We know that some portions of older rules already in place don’t keep pace with innovation. For example, rules for identifying and assessing the risk of customers at the time of onboarding have not evolved to specifically address the differences in opening an account using ever-increasing digital channels.

For FI’s aspiring to be industry leaders in the digital banking revolution, make a strategic investment in compliance to unlock opportunities with less risk. No matter the technology, banking safely and soundly and lending to your customers in a fair and equitable way will always remain a requirement.

Banks must find a balance for how to use data and AI to support automated lending practices. Inadequate monitoring of tools and the outcomes they provide could lead to potentially dire consequences.

Compliance won’t complete you, but it doesn’t have to crush you. Rather than using compliance as a reason to run from or be afraid of innovation, lean into collaborative compliance as a path to some semblance of control. Find fair and equitable solutions to shared problems in a way that balances regulatory requirements with purpose-fueled growth.

When FIs and fintechs partner to engage in transformative compliance, they can uncover solutions that differentiate themselves in new markets without taking unnecessary risks. FIs must maintain compliant programs that meet their regulatory needs but also that are sustainable for the services they offer. To accomplish this, they need to invest in the right processes and people. Banking is no longer viewed through a skewed lens of conspiracy. Now more than ever before, people are open to sharing data. But they require transparency about what’s in it for them. This opens the door for banks to uncover solutions to customer problems.

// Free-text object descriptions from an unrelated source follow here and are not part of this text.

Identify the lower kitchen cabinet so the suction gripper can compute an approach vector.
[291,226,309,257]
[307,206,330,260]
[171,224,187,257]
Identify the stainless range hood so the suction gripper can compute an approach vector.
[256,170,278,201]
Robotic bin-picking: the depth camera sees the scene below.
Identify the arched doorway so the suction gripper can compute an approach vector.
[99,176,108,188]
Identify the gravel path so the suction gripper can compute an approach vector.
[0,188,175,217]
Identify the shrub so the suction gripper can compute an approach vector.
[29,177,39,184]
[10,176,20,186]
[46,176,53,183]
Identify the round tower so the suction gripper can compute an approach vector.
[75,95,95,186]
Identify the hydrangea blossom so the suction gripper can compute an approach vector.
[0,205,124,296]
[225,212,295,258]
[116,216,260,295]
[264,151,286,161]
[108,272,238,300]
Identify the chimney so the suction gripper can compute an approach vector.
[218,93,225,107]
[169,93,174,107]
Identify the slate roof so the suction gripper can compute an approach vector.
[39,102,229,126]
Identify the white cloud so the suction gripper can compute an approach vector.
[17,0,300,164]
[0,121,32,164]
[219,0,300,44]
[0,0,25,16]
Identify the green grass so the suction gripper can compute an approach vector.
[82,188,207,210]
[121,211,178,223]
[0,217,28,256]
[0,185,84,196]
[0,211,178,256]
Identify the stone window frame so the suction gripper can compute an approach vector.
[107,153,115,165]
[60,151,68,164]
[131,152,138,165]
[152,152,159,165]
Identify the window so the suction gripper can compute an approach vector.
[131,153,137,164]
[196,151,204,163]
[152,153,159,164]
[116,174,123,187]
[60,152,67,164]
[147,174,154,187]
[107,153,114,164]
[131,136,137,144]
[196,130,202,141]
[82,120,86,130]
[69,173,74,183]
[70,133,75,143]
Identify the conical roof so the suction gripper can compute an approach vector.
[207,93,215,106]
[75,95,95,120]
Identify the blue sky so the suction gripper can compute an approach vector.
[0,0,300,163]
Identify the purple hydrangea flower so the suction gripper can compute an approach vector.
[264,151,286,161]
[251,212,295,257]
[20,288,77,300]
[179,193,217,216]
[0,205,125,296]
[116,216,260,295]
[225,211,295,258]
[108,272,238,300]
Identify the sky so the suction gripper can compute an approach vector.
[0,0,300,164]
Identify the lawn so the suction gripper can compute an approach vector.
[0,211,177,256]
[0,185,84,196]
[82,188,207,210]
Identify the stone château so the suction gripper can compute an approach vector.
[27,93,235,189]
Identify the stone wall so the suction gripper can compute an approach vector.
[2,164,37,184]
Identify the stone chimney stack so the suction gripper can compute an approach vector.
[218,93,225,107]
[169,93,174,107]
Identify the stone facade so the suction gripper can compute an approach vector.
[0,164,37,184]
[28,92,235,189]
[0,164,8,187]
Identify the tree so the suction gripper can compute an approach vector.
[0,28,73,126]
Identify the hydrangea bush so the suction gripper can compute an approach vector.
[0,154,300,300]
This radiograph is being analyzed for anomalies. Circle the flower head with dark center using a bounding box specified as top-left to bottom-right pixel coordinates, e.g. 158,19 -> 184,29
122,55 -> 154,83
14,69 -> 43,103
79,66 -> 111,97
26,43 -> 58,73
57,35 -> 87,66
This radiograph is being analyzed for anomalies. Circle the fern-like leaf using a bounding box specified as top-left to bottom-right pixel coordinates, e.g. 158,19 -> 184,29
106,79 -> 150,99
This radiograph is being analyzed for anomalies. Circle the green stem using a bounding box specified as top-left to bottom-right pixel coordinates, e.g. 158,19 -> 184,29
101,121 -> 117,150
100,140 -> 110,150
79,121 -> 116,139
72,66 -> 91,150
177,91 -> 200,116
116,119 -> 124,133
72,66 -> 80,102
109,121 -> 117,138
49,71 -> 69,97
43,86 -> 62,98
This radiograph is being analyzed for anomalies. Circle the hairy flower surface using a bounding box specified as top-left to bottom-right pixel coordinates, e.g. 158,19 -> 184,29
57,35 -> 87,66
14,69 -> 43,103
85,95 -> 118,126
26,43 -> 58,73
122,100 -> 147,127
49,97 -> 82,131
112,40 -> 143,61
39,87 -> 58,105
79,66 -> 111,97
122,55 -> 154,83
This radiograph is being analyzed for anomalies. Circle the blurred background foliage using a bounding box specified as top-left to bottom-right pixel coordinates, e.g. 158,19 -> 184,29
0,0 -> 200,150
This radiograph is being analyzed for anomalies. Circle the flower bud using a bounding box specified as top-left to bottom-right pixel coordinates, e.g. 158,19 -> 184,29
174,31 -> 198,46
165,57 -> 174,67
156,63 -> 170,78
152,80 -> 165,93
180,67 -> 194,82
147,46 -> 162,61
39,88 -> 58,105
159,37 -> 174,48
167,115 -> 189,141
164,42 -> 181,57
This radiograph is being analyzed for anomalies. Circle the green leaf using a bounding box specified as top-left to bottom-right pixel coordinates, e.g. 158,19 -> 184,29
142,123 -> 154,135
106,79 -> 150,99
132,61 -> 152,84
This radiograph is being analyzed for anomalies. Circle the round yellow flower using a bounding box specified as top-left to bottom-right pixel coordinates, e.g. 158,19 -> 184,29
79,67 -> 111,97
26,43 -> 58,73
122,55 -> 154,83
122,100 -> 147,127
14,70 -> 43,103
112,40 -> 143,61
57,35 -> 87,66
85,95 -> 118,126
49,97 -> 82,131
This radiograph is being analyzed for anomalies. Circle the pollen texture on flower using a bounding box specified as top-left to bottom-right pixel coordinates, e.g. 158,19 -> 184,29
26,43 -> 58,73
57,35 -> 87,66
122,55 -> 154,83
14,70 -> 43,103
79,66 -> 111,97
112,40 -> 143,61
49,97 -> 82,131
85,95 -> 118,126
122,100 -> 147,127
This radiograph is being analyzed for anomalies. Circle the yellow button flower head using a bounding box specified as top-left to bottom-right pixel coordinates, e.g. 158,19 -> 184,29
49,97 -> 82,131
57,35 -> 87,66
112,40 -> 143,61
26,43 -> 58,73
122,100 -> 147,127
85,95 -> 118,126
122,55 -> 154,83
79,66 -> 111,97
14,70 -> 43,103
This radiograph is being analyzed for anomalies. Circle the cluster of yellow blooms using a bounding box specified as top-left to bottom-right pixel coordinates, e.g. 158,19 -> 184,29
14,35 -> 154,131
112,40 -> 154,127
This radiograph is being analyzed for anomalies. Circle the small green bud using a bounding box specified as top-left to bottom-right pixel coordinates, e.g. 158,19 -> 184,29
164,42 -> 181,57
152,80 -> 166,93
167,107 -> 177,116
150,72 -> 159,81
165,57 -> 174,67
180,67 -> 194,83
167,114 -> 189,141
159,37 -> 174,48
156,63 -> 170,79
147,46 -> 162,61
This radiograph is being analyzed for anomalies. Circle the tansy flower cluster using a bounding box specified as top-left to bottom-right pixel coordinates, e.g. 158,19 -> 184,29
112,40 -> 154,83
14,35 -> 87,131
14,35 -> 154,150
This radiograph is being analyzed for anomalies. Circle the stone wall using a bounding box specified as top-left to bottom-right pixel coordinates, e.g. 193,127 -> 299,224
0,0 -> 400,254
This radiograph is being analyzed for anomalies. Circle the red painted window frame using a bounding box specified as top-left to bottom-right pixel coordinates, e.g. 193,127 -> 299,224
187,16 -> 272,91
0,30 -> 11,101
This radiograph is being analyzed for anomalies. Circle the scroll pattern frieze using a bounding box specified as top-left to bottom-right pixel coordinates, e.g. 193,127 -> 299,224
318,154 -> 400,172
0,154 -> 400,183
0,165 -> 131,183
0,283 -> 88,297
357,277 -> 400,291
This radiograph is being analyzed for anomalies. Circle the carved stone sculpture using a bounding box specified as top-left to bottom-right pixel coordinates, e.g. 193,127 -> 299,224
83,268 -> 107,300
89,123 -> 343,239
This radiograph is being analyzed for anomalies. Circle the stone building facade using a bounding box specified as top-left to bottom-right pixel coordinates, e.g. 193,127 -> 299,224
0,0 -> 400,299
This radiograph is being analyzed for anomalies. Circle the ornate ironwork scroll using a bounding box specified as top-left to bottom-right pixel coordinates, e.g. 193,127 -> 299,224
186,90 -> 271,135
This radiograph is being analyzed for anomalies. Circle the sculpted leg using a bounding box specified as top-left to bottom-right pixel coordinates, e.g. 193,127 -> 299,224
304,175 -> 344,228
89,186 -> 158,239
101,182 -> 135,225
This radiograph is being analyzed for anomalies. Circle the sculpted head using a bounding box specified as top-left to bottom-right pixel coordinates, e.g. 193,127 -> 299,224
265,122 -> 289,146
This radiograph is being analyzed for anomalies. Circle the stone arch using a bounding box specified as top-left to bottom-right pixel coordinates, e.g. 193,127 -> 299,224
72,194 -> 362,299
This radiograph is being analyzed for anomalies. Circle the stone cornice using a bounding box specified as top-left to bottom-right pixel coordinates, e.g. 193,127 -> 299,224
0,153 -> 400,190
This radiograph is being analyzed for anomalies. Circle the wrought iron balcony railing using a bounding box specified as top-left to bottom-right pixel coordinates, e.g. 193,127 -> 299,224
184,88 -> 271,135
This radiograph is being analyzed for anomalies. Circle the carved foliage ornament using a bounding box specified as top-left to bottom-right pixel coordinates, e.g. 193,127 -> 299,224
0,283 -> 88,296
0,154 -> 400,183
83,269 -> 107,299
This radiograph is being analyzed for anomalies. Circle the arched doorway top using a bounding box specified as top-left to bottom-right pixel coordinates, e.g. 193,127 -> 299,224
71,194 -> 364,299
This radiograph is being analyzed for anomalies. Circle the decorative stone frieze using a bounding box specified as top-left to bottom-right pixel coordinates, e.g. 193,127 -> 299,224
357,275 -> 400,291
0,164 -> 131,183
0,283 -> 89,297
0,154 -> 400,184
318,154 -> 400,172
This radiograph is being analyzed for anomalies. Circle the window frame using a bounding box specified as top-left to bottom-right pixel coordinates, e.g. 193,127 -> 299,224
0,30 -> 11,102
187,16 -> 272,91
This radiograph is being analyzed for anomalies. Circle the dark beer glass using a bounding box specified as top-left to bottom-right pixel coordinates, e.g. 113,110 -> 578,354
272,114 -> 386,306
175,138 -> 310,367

Crack Real-World Customer Problems — Such As Crypto

The financial institutions that are thriving are outcomes-based. By dipping their toes in Web 3.0 waters — at least conceptually — FIs can strengthen their reputation as educators and consultants.

FIs have Web 3.0 opportunities around privacy for releasing data, such as for an exclusive program or specific banking services. Stablecoins are an area of focus for regulators in 2022. Their popularity continues to grow with beginning investors looking to avoid trading fees. Banks can provide value as a conduit between crypto and regulators.

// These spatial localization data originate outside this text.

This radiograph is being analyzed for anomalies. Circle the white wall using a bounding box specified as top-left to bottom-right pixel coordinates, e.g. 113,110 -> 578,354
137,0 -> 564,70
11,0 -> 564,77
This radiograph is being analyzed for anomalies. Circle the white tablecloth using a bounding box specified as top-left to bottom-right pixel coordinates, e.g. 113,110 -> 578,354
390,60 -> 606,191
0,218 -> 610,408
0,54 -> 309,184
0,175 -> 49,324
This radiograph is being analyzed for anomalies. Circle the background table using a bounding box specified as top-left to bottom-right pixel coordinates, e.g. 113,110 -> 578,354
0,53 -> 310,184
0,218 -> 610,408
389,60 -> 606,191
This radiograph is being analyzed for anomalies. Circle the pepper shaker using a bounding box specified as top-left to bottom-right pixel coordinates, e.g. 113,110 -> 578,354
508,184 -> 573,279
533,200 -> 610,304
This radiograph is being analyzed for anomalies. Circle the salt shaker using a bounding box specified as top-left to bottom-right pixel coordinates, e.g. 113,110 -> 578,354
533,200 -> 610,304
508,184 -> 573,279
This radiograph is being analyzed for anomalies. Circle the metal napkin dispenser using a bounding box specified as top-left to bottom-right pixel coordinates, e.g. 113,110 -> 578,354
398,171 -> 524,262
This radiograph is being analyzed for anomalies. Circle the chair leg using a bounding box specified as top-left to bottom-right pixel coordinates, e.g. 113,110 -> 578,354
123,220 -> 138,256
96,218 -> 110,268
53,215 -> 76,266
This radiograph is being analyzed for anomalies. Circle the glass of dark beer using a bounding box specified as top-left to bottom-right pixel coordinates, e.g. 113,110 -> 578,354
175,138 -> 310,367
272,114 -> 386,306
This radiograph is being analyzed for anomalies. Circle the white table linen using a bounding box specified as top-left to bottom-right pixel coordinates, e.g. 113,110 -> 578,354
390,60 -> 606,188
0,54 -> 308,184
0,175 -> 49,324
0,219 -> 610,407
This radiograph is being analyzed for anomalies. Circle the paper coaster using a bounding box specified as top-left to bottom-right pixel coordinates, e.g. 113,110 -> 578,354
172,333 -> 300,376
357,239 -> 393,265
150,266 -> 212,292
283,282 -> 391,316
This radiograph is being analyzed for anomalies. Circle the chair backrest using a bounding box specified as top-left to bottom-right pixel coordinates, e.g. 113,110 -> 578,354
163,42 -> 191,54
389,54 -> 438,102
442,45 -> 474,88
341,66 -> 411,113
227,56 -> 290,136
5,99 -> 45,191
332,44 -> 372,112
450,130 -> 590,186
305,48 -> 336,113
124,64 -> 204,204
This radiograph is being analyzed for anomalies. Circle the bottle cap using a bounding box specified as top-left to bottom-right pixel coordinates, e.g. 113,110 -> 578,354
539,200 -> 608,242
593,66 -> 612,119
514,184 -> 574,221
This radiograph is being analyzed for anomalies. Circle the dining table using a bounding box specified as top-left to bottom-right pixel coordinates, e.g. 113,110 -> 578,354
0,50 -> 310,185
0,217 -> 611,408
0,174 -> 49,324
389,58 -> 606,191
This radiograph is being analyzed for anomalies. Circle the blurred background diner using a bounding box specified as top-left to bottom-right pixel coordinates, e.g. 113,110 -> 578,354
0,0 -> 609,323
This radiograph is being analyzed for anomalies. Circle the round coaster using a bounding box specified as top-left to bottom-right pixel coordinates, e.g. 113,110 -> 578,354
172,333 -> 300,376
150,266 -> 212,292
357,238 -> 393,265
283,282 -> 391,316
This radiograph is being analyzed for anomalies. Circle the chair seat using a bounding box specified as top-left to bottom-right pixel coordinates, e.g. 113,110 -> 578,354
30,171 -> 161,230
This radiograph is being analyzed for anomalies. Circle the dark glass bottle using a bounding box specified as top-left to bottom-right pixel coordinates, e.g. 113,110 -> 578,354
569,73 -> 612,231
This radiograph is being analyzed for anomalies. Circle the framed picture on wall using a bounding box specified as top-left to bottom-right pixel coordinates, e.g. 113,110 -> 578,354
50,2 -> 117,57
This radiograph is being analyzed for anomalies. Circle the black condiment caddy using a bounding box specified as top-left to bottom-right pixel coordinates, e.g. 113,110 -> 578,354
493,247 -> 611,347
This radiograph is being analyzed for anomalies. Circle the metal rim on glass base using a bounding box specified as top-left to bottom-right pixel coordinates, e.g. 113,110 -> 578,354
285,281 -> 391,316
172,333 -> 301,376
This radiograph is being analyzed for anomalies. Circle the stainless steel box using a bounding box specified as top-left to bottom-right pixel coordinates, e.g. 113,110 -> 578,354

Invest In Fearless, Future-Minded Partners And Processes

Partner is a hard word, and it’s one that is often overused in the financial industry. Everyone says they are your partner, but when you look at how they invest in their support infrastructure or actually work with you on the problems most relevant to you, it sometimes doesn’t add up.

For a partnership to truly thrive, both sides must understand each other’s motivations and capabilities. Nobody’s perfect, so the best partnerships occur when there is a shared goal of growing and learning together. Web 3.0 is a way financial institutions and fintechs can unite to look at what they are trying to accomplish for their customers and what new tools and opportunities are possible to do that.

Shed the status quo, and step into the future. Ready or not, Web 3.0 is coming. Don’t be left behind in the metaverse. What is certain is that within the next 10 years, the way we interact will be different. Innovative banks can help redefine the financial future. Let’s go!